Title: Kitty Hawk and the Curse of the Yukon Gold
Author: Iain Reading
Series: Kitty Hawk Flying Detective Agency #1
Genre: YA Adventure and Mystery
Published: November 30, 2012
Kitty Hawk and the Curse of the Yukon Gold is the thrilling first installment in a new young adult series of adventure mystery stories by Iain Reading. This first book of the Kitty Hawk Flying Detective Agency Series introduces Kitty Hawk, an intrepid teenage pilot with her own De Havilland Beaver seaplane and a nose for mystery and intrigue. A cross between Amelia Earhart, Nancy Drew and Pippi Longstocking, Kitty is a quirky young heroine with boundless curiosity and a knack for getting herself into all kinds of precarious situations.

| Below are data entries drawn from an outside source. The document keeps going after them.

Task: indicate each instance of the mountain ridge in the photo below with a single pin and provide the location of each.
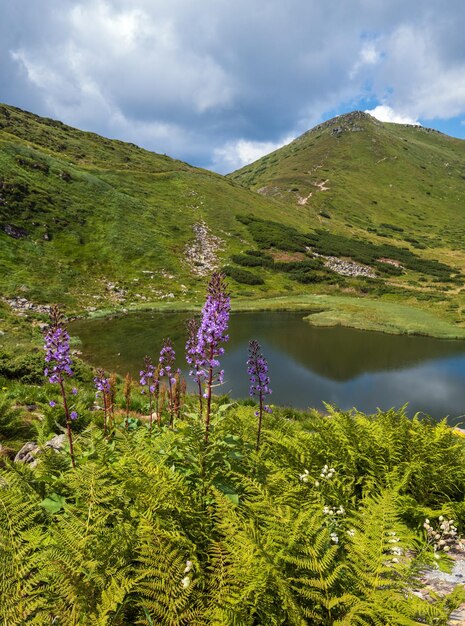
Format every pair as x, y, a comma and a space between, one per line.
92, 222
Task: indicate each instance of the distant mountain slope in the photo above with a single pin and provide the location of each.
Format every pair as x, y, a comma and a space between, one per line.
377, 180
352, 207
91, 220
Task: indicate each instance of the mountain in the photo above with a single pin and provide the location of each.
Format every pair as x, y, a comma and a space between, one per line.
353, 207
375, 180
88, 221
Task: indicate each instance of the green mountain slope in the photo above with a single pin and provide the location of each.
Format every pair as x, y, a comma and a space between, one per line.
86, 220
353, 208
356, 174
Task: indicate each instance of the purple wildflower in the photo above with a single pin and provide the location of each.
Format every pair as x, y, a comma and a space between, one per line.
166, 360
57, 356
58, 364
211, 333
166, 364
257, 369
150, 378
102, 384
194, 359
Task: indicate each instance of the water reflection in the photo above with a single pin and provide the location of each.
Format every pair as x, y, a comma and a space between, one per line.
308, 365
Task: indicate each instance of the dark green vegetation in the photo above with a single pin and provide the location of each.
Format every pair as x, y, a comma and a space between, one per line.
95, 223
163, 530
87, 221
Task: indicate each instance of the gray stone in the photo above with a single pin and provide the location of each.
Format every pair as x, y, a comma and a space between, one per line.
31, 449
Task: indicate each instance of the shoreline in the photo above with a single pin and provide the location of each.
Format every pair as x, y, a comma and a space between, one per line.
321, 310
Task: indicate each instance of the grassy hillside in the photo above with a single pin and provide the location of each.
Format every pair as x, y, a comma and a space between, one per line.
94, 223
90, 221
379, 180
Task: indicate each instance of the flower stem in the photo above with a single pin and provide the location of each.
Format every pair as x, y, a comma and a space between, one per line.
68, 422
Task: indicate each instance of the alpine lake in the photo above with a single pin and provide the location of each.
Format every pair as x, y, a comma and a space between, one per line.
308, 366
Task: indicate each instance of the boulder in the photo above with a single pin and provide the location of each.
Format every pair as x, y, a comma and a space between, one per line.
31, 449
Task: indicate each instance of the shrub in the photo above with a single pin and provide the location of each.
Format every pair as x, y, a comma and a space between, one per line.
242, 276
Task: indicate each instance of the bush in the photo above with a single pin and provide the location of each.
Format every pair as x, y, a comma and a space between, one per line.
252, 260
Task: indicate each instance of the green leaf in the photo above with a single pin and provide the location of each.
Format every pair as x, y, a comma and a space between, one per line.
53, 503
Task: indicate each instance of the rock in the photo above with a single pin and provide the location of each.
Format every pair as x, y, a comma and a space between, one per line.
202, 254
31, 449
14, 231
27, 453
6, 453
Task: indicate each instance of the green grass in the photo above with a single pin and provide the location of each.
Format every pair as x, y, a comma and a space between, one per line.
101, 214
361, 313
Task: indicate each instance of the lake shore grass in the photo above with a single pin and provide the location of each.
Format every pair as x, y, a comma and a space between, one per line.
328, 310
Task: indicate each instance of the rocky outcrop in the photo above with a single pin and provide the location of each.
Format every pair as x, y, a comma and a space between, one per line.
23, 306
202, 253
14, 231
346, 268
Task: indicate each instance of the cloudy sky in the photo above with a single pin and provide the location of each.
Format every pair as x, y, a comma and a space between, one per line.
219, 83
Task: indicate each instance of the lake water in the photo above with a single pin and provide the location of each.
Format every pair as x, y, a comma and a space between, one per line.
307, 365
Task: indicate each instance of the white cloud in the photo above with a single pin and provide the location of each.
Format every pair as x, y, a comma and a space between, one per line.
236, 154
223, 82
385, 113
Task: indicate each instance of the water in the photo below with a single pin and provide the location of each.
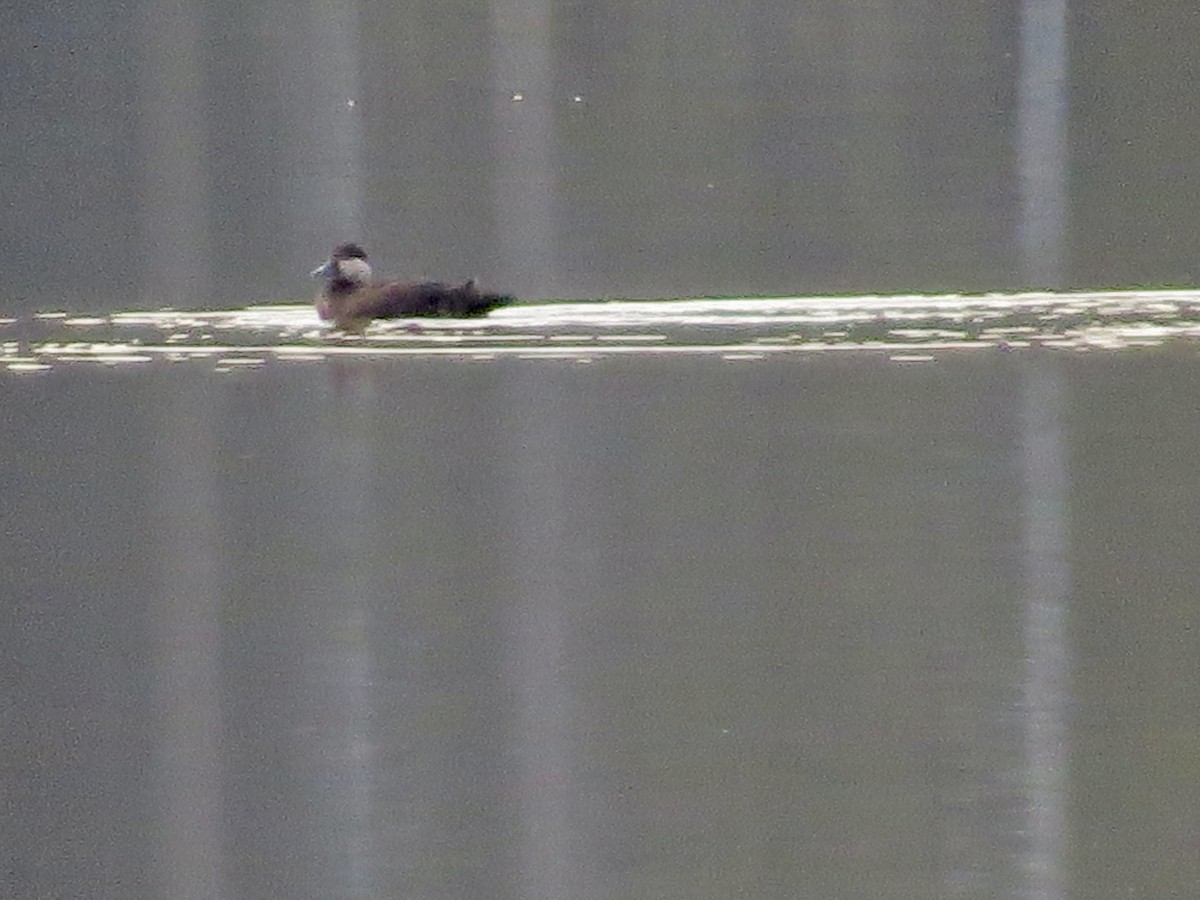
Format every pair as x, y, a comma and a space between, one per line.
841, 598
881, 594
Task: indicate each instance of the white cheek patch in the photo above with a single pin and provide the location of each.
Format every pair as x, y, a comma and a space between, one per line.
357, 270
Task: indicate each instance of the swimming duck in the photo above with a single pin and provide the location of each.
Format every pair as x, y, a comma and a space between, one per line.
351, 300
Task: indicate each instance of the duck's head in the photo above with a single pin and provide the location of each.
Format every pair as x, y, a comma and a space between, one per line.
347, 267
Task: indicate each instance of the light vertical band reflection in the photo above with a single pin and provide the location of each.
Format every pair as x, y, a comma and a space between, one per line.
186, 647
525, 137
1047, 653
1042, 141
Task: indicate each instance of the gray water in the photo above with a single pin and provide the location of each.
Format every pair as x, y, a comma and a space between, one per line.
775, 594
611, 600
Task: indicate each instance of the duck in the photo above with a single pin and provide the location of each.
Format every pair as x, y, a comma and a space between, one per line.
351, 300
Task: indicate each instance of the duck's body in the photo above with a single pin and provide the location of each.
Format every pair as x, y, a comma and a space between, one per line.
351, 300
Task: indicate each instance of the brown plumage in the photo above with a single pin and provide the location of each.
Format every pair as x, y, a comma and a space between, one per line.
351, 300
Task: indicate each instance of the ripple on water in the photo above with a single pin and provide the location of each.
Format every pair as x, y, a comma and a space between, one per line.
905, 329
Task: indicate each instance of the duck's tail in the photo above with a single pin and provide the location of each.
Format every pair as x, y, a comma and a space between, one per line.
473, 301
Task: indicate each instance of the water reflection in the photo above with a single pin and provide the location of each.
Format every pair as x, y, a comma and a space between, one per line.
735, 329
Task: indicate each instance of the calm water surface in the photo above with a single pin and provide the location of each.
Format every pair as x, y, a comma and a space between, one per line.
861, 598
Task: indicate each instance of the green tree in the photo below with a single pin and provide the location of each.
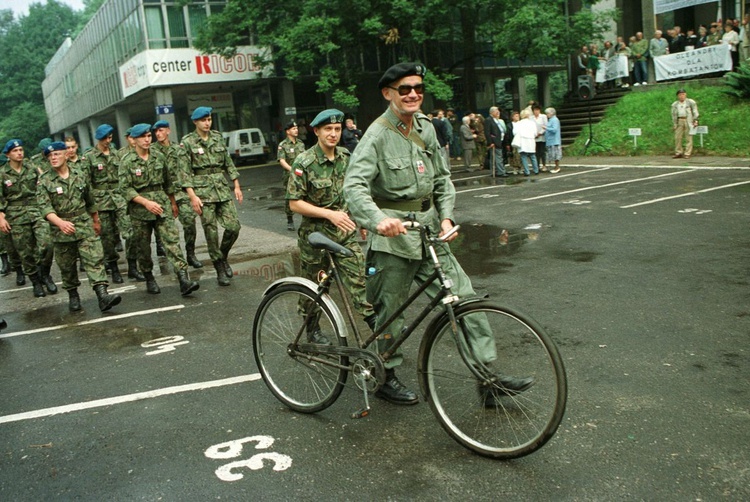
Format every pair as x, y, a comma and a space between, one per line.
26, 46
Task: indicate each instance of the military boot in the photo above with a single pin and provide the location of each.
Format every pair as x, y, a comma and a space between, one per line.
151, 286
186, 285
133, 272
36, 281
74, 301
116, 276
49, 283
5, 268
221, 274
20, 277
106, 301
192, 260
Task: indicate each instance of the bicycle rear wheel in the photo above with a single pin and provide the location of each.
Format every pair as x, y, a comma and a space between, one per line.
302, 384
494, 421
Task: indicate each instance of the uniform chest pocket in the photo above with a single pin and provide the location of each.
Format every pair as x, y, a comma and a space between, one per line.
400, 173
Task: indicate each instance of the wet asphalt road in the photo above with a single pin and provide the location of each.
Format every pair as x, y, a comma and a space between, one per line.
644, 288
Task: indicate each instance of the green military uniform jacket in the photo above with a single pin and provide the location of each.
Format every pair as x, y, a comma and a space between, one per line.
71, 199
18, 193
207, 162
149, 178
387, 169
317, 180
102, 171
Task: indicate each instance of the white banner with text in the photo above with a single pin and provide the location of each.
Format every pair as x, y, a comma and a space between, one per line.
711, 59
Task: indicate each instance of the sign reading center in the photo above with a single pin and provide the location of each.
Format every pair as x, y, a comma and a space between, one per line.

After leaving her home in the western Canadian fishing village of Tofino to spend the summer in Alaska studying humpback whales, Kitty finds herself caught up in an unforgettable adventure involving stolen gold, devious criminals, ghostly shipwrecks, and bone-chilling curses. Kitty's adventure begins with the lingering mystery of a sunken ship called the Clara Nevada. As the plot continues to unfold, this spirited story will have readers anxiously following every twist and turn as they are swept along through the history of the Klondike Gold Rush to a suspenseful final climatic chase across the rugged terrain of Canada's Yukon.
Kitty Hawk and the Curse of the Yukon Gold is a perfect book to fire the imagination of readers of all ages. Filled with fascinating and highly Google-able locations and history this book will inspire anyone to learn and experience more for themselves.
There are currently five books in the Kitty Hawk Flying Detective Agency Series: Kitty Hawk and the Curse of the Yukon Gold (book 1), Kitty Hawk and the Hunt for Hemingway's Ghost (book 2), Kitty Hawk and the Icelandic Intrigue (book 3), and Kitty Hawk and the Tragedy of the RMS Titanic (book 4), and Kitty Hawk and the Mystery of the Masterpieces (book 5). Each book can be read as a standalone.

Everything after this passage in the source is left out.